Jockeys might become heroes by riding the Group One winners but often it is the lowest-class races that really require their greatest skills and one of Joao Moreira's best performances in his five-timer yesterday was to just get Sledge Hammer around in the first race.

The Class Five dirt specialist has, by trainer Danny Shum Chap-shing's admission, "the worst mouth of any horse I've trained" and that makes him very difficult to steer around one turn, let alone the two turns he had ahead to negotiate going up to 1,650m for the first time.

"Actually, Zac Purton, who has won on this horse before, was ribbing me before the race and asking if I was ready to get him to turn twice," said Moreira later.

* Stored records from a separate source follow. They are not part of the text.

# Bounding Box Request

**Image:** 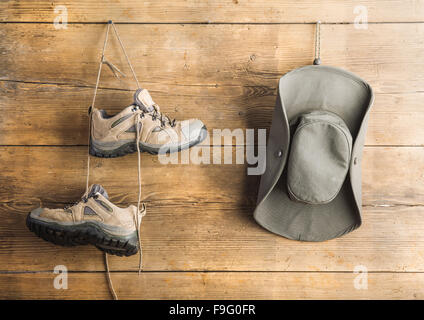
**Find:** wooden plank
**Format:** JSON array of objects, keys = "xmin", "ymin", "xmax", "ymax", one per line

[
  {"xmin": 0, "ymin": 81, "xmax": 424, "ymax": 146},
  {"xmin": 0, "ymin": 272, "xmax": 424, "ymax": 300},
  {"xmin": 0, "ymin": 23, "xmax": 424, "ymax": 93},
  {"xmin": 0, "ymin": 200, "xmax": 424, "ymax": 272},
  {"xmin": 0, "ymin": 147, "xmax": 424, "ymax": 208},
  {"xmin": 0, "ymin": 0, "xmax": 424, "ymax": 23}
]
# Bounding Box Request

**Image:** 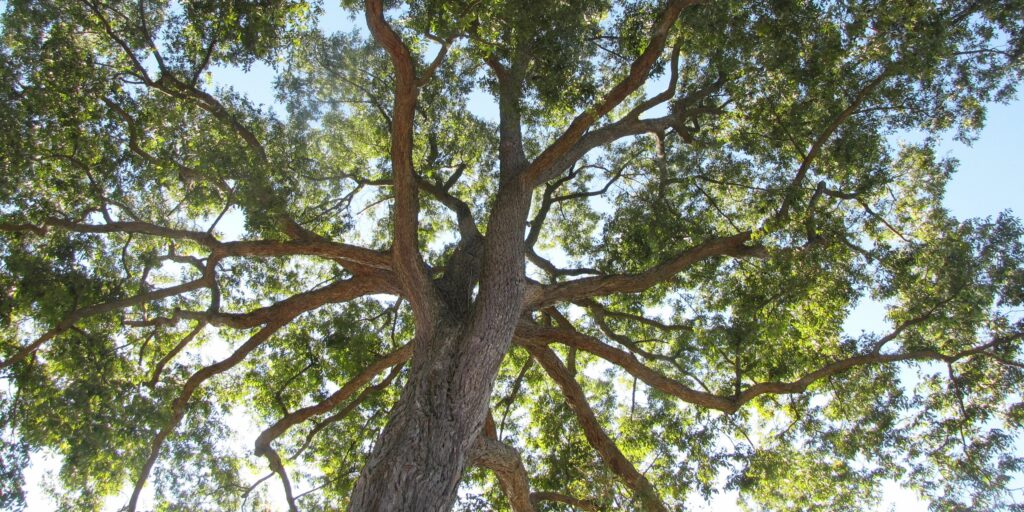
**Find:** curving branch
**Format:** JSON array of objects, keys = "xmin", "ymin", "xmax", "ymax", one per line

[
  {"xmin": 0, "ymin": 268, "xmax": 216, "ymax": 370},
  {"xmin": 365, "ymin": 0, "xmax": 437, "ymax": 325},
  {"xmin": 255, "ymin": 344, "xmax": 413, "ymax": 456},
  {"xmin": 516, "ymin": 323, "xmax": 738, "ymax": 413},
  {"xmin": 526, "ymin": 344, "xmax": 669, "ymax": 512},
  {"xmin": 128, "ymin": 317, "xmax": 293, "ymax": 512},
  {"xmin": 469, "ymin": 431, "xmax": 535, "ymax": 512},
  {"xmin": 516, "ymin": 317, "xmax": 1024, "ymax": 414},
  {"xmin": 522, "ymin": 0, "xmax": 697, "ymax": 189},
  {"xmin": 526, "ymin": 231, "xmax": 767, "ymax": 308},
  {"xmin": 775, "ymin": 70, "xmax": 889, "ymax": 220},
  {"xmin": 132, "ymin": 274, "xmax": 398, "ymax": 329}
]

And it was Purton's knowledge of Sledge Hammer that might have helped him to win.

"When we came past the winning post the first time, I was on one rein trying to hold my horse against the fence and Zac was racing outside me. He knew that if Sledge Hammer started to leave the fence that his horse would get run right off the track, too, so he kept Southchina Command a neck in front of me so there was enough weight there to keep my horse in. He is a really difficult ride so two turns was always going to be tricky but other than that the move to 1,650m looked a good idea."

Safely around into the home straight, Sledge Hammer balanced up and quickly swallowed the leader Lucky Bole in the final 100m for his third race win - all of them from barrier one so he had the rail to guide him.

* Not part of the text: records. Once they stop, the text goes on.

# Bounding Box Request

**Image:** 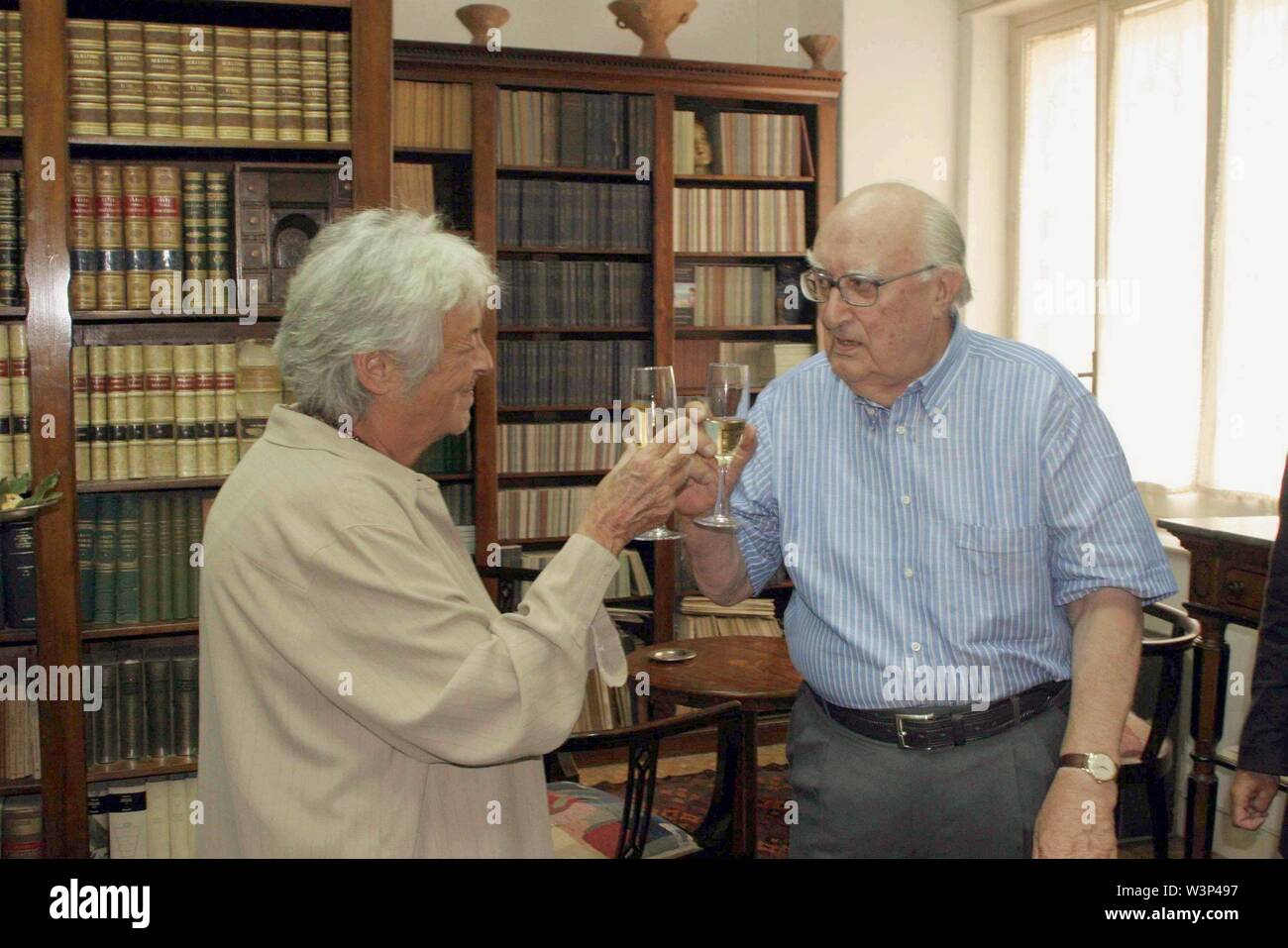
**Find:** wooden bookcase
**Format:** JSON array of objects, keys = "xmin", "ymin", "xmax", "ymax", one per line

[
  {"xmin": 394, "ymin": 42, "xmax": 842, "ymax": 642},
  {"xmin": 10, "ymin": 0, "xmax": 393, "ymax": 857}
]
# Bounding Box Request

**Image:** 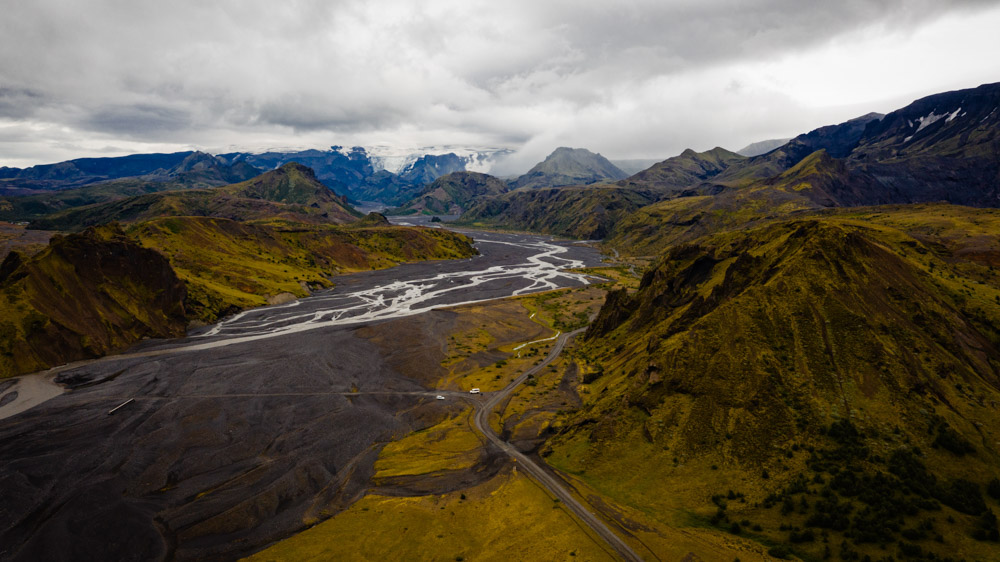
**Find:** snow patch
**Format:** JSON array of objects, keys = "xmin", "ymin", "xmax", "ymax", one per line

[{"xmin": 903, "ymin": 108, "xmax": 948, "ymax": 142}]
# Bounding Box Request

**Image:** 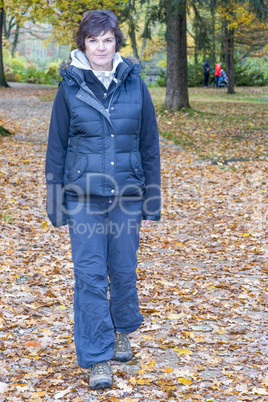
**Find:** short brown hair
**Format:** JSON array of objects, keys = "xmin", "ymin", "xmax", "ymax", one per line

[{"xmin": 76, "ymin": 10, "xmax": 123, "ymax": 52}]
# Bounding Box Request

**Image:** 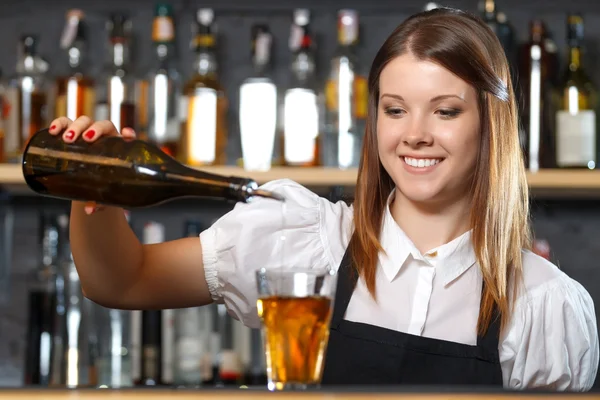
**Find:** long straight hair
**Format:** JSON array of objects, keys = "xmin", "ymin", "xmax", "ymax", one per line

[{"xmin": 350, "ymin": 8, "xmax": 531, "ymax": 334}]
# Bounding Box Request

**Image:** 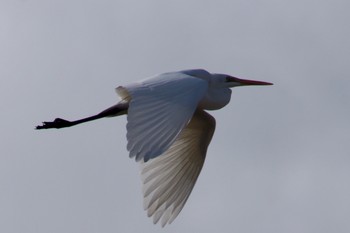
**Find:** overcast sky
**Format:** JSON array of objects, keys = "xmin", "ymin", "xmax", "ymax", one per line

[{"xmin": 0, "ymin": 0, "xmax": 350, "ymax": 233}]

"When Danny said to me he would take the horse from 1,200m to 1,650m I was all in favour of it because he doesn't have much tactical speed at 1,200m and the slower pace today allowed the horse to travel better," Moreira said.

That was the opening salvo from Moreira, who collected a second win for Shum on the more upwardly mobile Athena Baby three races later, then added a John Size double with Dehere's The Love and Sergeant Titanium before finishing with a flourish when Arpinati won the Hong Kong Macau Trophy.

The five wins took him to 11 in eight days at Sha Tin, and the Magic Man is just 14 short of breaking what was once a magical century mark with 35 meetings of the season still to go.